No entanto, a realidade é esta. Pelo menos a avaliar pela duzinha de escolas por onde tenho andado nestes últimos anos e pelo feedback que me dão outros colegas colocados noutros agrupamentos pelo país fora, aquém e além mar.

Num NOVO período crítico de negociações (?) em que a tutela se prepara para MAIS UMA VEZ machadar a classe a talho de foice, evidencia-se-me, SEM NOVIDADE, infelizmente, uma classe entristecida, desgastada e deprimida. Não tenho números – não os há para a realidade que vou descrever, por motivos que já se tornarão óbvios. Por conseguinte, é apenas uma opinião. Vale o que vale.
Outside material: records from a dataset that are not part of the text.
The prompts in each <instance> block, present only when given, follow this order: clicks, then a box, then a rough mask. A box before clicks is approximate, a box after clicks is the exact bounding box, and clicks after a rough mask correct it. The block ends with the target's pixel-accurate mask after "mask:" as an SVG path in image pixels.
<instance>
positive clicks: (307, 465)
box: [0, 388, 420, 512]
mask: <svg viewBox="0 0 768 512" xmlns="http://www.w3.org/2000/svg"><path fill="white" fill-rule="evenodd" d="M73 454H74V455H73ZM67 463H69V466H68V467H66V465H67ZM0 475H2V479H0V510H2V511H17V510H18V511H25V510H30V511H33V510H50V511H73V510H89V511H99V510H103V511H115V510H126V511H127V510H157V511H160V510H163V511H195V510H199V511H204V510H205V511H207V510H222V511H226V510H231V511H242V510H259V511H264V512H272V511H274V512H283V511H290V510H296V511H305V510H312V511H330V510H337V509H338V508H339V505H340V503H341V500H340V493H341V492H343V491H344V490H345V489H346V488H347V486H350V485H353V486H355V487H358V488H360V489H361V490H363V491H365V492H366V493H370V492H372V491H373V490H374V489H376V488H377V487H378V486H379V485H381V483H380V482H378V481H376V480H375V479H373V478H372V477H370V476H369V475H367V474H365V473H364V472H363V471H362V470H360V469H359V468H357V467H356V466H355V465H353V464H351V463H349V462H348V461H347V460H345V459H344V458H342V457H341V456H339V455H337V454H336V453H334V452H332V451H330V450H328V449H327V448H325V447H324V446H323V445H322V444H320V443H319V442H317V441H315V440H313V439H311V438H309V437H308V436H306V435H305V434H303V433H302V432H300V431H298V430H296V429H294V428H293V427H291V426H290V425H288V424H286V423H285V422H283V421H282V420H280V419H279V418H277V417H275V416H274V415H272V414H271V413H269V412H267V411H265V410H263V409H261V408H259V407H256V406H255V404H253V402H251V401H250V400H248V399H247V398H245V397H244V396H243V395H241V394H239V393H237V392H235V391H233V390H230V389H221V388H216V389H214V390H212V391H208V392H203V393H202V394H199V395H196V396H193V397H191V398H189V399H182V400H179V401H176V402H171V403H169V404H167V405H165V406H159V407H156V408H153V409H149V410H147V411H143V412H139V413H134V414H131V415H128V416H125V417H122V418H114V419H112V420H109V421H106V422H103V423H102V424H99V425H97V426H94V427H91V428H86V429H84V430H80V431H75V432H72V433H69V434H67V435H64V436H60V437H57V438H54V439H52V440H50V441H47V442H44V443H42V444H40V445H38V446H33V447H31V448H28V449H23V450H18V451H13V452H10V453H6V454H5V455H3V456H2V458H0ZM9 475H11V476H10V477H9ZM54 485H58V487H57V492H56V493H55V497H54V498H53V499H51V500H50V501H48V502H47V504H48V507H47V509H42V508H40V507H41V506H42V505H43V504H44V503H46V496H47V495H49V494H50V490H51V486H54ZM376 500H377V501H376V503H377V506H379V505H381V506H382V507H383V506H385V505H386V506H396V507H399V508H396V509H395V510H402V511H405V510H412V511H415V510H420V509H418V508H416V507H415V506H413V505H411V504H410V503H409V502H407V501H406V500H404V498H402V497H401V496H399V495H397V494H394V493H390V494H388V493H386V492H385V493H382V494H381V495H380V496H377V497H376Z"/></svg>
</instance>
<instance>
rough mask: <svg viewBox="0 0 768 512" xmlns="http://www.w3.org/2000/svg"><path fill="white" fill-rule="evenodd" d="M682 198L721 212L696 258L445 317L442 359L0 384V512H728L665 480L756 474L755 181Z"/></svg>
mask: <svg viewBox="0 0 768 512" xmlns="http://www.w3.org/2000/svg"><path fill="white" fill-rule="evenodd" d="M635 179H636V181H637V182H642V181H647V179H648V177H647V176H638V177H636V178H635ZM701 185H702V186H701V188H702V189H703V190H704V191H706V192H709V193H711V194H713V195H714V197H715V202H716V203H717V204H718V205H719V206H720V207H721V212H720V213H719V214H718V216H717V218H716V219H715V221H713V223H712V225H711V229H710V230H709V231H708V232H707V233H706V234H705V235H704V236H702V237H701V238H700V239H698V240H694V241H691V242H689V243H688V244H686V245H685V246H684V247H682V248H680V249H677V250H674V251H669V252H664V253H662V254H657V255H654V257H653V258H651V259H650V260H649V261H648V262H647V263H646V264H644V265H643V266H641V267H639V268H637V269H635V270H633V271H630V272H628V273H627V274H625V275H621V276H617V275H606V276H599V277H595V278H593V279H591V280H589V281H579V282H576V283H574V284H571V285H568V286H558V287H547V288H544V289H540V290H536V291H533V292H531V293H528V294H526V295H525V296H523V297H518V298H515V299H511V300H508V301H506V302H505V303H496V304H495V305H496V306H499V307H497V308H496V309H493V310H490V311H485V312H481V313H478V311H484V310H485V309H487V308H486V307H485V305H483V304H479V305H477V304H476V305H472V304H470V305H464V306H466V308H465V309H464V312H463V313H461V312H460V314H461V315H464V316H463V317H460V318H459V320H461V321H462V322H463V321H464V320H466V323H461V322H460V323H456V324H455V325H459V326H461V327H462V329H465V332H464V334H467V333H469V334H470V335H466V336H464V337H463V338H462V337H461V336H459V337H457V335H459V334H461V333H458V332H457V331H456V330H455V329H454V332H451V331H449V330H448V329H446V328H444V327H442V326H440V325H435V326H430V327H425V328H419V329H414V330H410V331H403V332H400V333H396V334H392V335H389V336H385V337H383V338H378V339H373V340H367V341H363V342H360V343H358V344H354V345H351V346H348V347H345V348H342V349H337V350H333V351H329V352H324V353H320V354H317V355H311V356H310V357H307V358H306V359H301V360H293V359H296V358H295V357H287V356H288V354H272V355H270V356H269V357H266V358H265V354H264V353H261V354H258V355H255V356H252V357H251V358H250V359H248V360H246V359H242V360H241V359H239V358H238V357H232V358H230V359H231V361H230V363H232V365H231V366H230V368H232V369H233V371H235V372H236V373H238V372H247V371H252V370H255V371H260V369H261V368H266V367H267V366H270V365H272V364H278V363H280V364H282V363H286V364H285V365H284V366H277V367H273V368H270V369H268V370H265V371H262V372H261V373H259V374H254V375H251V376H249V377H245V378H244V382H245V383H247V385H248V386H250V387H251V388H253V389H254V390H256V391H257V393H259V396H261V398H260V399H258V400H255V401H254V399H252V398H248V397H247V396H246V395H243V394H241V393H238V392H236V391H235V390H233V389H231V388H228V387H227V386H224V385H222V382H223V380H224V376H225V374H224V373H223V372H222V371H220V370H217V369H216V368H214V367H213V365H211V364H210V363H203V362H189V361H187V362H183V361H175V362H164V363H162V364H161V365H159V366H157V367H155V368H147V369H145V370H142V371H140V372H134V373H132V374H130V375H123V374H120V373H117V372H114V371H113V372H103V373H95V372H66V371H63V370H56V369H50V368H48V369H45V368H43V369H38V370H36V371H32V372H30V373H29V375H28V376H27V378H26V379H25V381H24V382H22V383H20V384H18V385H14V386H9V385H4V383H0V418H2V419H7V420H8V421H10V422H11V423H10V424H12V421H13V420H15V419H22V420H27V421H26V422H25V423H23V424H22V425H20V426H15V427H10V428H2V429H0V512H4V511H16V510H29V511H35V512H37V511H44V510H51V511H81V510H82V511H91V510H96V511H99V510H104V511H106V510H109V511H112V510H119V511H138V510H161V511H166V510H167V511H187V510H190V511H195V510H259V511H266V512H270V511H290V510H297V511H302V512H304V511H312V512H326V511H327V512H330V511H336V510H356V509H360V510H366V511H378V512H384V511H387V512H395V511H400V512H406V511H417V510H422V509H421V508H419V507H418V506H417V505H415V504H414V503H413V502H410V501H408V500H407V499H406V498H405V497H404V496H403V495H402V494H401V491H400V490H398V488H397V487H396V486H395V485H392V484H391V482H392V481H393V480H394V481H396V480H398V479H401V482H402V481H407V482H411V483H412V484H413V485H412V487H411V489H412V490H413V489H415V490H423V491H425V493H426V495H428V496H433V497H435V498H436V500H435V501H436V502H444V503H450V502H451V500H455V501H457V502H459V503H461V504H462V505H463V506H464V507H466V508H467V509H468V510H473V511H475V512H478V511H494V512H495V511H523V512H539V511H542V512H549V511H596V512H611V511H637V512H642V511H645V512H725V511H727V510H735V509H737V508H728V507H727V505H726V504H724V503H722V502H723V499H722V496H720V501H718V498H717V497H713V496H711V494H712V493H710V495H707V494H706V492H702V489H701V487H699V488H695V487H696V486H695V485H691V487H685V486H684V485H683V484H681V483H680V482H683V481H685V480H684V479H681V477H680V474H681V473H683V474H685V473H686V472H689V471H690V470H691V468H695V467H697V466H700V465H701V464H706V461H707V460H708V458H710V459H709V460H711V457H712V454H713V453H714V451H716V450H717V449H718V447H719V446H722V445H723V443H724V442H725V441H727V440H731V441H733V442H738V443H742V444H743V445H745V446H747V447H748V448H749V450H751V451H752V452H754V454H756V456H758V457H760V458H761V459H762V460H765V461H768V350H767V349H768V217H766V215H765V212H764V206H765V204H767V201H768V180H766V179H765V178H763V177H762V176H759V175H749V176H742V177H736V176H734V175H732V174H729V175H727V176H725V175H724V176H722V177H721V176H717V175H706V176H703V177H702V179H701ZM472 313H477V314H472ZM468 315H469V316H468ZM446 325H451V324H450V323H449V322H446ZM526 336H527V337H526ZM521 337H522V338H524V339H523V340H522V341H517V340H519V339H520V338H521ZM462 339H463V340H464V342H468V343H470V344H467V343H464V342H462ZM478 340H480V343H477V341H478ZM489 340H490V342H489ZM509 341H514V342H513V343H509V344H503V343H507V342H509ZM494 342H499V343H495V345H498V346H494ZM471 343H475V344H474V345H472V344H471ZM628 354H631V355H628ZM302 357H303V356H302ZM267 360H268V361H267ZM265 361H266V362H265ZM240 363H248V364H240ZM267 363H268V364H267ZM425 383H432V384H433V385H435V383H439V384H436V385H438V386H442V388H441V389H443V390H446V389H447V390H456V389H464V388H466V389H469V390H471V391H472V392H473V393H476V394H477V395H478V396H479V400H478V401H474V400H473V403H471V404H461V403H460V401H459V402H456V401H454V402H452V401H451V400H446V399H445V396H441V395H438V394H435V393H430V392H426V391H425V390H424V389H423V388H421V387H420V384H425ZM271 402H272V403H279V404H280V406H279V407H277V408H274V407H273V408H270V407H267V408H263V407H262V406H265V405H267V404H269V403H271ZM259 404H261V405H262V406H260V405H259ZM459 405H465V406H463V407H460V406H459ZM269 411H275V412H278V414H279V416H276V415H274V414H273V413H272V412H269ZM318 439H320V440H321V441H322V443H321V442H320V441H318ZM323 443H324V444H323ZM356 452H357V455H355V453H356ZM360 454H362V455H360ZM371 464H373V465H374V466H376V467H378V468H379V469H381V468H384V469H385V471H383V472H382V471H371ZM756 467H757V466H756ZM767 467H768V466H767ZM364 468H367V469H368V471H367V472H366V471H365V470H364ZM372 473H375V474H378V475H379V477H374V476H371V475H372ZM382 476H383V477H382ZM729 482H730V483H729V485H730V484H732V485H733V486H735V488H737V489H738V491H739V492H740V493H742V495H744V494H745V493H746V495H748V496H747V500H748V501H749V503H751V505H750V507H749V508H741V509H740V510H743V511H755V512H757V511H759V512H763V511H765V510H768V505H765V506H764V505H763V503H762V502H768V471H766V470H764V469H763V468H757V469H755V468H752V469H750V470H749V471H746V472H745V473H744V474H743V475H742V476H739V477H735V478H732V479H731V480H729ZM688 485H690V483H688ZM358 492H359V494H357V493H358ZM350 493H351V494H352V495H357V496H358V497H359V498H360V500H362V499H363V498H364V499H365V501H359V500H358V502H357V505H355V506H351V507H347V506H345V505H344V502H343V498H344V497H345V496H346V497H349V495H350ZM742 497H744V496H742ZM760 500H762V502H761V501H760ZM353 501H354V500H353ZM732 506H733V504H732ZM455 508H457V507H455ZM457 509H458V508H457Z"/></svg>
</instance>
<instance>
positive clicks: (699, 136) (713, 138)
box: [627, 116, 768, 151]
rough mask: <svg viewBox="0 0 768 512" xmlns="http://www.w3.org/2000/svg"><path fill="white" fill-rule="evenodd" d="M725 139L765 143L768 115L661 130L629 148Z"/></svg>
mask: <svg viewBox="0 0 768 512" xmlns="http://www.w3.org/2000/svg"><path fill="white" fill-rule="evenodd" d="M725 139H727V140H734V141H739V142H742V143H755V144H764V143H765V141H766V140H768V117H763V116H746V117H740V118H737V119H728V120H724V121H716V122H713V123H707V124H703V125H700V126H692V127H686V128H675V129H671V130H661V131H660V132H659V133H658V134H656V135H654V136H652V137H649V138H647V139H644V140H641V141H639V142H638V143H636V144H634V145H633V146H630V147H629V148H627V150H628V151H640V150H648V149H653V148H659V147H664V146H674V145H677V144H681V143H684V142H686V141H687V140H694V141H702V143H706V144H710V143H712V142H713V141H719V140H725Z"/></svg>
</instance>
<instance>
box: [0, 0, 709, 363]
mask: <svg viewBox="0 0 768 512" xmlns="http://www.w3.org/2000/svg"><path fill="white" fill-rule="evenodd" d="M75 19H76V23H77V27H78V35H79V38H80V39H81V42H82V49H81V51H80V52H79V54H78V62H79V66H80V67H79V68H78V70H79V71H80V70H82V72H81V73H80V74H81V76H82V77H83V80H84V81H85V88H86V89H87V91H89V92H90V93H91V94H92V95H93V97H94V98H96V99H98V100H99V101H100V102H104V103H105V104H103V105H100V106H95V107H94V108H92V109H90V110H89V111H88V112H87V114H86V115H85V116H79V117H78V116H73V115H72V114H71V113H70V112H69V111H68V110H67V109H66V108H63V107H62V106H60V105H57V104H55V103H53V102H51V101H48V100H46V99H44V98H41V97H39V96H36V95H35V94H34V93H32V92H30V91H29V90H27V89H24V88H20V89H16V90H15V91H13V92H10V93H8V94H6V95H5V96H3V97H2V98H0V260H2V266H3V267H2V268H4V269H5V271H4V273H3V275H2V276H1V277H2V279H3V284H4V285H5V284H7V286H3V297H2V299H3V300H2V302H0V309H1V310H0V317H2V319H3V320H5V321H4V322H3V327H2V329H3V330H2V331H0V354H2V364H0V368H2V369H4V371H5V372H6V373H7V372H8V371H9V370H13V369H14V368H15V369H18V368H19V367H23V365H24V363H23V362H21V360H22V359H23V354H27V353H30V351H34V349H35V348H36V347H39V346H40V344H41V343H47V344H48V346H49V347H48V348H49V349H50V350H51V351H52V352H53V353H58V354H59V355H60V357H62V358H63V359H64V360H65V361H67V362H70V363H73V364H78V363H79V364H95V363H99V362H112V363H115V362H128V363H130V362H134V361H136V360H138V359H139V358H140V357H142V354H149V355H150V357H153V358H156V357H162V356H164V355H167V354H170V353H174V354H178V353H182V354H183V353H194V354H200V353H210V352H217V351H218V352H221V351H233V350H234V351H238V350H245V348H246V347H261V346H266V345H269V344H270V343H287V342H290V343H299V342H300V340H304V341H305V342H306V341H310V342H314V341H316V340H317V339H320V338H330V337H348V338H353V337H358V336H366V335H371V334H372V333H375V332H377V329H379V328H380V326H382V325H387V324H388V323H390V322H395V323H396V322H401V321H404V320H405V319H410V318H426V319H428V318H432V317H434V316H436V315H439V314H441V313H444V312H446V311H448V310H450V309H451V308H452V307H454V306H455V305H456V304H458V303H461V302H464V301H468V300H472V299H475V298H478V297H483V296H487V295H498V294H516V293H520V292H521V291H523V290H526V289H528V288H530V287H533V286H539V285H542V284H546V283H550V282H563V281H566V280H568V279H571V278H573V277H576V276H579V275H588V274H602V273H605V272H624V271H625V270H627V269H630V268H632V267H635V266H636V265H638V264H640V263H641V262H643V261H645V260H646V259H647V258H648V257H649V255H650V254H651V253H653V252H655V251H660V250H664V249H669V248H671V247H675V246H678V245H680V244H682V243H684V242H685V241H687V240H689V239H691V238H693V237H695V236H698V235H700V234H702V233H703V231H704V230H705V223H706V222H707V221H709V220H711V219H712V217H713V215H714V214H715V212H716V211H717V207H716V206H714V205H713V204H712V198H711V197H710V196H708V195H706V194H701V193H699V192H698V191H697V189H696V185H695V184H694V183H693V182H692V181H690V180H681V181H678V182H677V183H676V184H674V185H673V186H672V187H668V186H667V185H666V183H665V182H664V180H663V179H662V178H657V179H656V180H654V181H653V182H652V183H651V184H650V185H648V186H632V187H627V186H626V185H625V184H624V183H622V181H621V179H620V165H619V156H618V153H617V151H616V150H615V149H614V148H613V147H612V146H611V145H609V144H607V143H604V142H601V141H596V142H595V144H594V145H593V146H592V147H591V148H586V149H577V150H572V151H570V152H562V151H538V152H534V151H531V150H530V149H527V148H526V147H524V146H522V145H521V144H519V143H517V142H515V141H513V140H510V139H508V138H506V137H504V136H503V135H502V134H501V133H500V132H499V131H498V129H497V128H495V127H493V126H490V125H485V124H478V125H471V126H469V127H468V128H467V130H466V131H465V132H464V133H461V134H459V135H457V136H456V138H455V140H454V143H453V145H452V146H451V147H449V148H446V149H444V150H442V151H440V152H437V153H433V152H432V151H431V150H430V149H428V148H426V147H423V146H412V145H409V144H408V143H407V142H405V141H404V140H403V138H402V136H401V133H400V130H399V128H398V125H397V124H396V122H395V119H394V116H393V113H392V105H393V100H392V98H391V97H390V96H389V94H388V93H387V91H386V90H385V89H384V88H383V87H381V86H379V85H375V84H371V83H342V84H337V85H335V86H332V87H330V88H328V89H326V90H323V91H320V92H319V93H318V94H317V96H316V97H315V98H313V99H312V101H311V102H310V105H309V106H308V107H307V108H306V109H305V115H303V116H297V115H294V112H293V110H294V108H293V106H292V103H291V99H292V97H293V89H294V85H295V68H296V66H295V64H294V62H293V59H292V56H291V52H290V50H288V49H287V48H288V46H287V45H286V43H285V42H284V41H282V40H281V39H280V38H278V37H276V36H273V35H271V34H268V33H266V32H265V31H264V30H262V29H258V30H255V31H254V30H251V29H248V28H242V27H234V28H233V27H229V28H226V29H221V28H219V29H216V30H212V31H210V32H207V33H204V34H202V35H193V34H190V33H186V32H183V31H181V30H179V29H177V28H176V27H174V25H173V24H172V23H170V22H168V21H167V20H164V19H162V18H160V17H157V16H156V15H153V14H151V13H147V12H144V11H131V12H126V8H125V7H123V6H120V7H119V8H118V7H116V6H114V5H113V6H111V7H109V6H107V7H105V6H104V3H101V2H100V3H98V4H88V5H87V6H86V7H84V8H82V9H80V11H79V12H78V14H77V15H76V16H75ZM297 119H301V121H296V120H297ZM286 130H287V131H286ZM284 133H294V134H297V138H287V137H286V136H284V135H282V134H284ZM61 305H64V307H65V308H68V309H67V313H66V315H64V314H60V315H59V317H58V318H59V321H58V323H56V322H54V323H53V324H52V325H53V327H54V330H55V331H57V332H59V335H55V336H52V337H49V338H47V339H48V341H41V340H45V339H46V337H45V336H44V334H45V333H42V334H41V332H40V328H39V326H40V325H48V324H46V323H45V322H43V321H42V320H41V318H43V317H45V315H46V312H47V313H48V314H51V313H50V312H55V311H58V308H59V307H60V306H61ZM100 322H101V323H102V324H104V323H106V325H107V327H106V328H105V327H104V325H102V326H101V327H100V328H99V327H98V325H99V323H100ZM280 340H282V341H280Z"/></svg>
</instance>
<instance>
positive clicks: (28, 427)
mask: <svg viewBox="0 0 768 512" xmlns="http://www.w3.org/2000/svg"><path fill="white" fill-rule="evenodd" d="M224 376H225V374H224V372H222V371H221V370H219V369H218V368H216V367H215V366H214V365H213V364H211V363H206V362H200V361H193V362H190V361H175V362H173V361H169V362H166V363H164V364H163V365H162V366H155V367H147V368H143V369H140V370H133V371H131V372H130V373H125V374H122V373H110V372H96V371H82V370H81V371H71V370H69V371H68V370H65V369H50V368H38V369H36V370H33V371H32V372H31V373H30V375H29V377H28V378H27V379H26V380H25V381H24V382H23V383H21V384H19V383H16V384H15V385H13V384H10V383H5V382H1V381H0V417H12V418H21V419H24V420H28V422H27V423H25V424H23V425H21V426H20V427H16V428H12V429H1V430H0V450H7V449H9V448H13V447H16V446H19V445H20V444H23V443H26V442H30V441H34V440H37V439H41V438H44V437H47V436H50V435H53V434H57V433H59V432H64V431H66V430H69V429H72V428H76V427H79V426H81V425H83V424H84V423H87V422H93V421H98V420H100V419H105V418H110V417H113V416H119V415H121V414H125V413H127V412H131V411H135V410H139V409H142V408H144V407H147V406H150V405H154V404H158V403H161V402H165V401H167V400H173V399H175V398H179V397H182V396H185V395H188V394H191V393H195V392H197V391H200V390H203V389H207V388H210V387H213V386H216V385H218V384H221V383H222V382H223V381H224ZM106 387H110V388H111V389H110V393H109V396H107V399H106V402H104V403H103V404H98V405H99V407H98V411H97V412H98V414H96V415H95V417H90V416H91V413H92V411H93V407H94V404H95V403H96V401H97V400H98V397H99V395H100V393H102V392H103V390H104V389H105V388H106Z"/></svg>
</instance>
O problema deste tipo de patologia é que é invisível e silenciosa.
Se pensarem nas imagens a que associam uma pessoa deprimida certamente vos ocorrerá alguém que chora sistematicamente, tem relutância em sair da cama, não sente volição para nada, está constantemente prostrado e abatido sem conseguir encarar o “mundo real”. Provavelmente é aquela mesma pessoa que liga a dizer que não pode ir trabalhar e que, quando vai, empurra as tarefas num desalento de obrigação impingida.
Por tudo isso, podem passar-nos ao lado os outros.

Os que impreterivelmente cumprem com o serviço,
dão o seu melhor e são responsáveis e eficientes.

A dor destes não alarmiza, não grita e, por isso, pode ser desvalorizada.

Na gíria dos distúrbios mentais chamam-lhes Deprimidos Altamente Funcionais e eu conheço muitos professores assim.

Porque têm um exemplar sentido de responsabilidade, porque respeitam o superior interesse dos alunos, porque são perfeccionistas por natureza, têm escrúpulos em falhar ou em faltar ao dever, porque o dinheiro escasseia e não se compadece com baixas clínicas, porque têm vergonha de pedir ajuda, porque não têm sequer noção do seu estado debilitado…

Deixam-se andar… 
Funcionam!!!

Sob pena de arruinarem a sua (já ameaçada) saúde mental!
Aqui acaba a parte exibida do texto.